Kibibyte, Mebibyte, Gibibyte – was ist das?
Um das jahrzehntealte Durcheinander zu lösen, hat die International Electrotechnical Commission (IEC) in den späten 1990ern neue Präfixe eingeführt:
- Kibibyte (KiB): exakt 1.024 Byte
- Mebibyte (MiB): exakt 1.048.576 Byte
- Gibibyte (GiB): exakt 1.073.741.824 Byte
- Tebibyte (TiB): exakt 1.099.511.627.776 Byte
In der Praxis haben sich diese Begriffe nur langsam durchgesetzt. Linux-Systeme zeigen Speicher oft in GiB an, Windows weiterhin in „GB“ (meint aber GiB). Die meisten Menschen sehen KiB oder MiB und sind erst recht verwirrt. Wenn du diese Begriffe siehst, weißt du jetzt: Es sind die „echten“ binären Einheiten.
Fazit
Kilo, Mega, Giga und Tera sind keine Computerbegriffe – sie sind Präfixe, die aus der Physik kommen und in der IT übernommen wurden. Der Knackpunkt ist die Frage: Meinst du 1.000 oder 1.024? Hersteller sagen 1.000, dein Betriebssystem denkt in 1.024er-Schritten.
Sobald du diesen Unterschied verstanden hast, lösen sich viele vermeintliche Mysterien auf: Die „fehlende“ Festplattenkapazität, die verwirrenden Download-Geschwindigkeiten und die kryptischen IEC-Präfixe. Und beim nächsten Vertragsabschluss weißt du genau, was 500 Mbit/s wirklich bedeuten.
FAQ
Warum zeigt Windows weniger Speicher an als auf der Festplatte draufsteht?

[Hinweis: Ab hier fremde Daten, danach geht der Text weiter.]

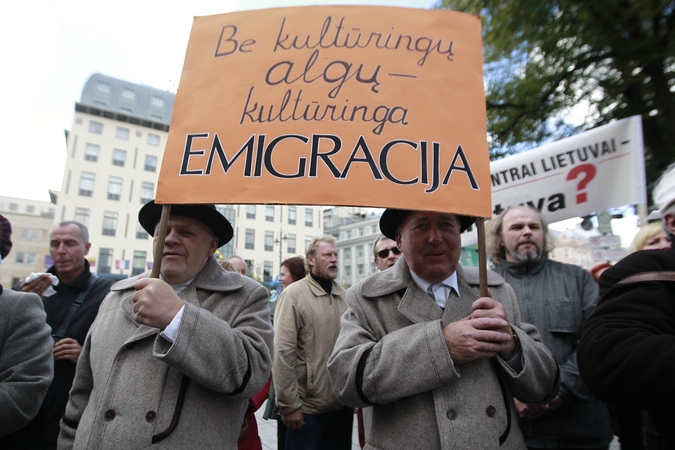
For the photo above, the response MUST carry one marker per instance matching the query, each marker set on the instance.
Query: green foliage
(612, 58)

Hersteller verwenden das SI-System (1 GB = 1.000.000.000 Byte), Windows berechnet binär (1 GB = 1.073.741.824 Byte). Eine 1-TB-Platte erscheint deshalb als rund 931 GB im System.
Was ist der Unterschied zwischen Megabit und Megabyte?
1 Byte = 8 Bit. Internettarife werden oft in Megabit (Mbit/s) angegeben, Dateigrößen in Megabyte (MB). 100 Mbit/s entsprechen damit 12,5 MB/s.
Was kommt nach Terabyte?
Petabyte (PB) = 1.000 TB, dann Exabyte (EB) = 1.000 PB, danach Zettabyte (ZB) und Yottabyte (YB). Für Heimanwender relevant ist bis jetzt nur Tera – alles darüber ist Rechenzentrum-Territorium.
Was bedeutet KiB oder GiB?
Diese IEC-Einheiten (Kibibyte, Gibibyte) stehen eindeutig für die binäre Berechnung: 1 GiB = exakt 1.073.741.824 Byte. So wird das Durcheinander mit den SI-Präfixen vermieden – in der Praxis sieht man diese Begriffe vor allem unter Linux.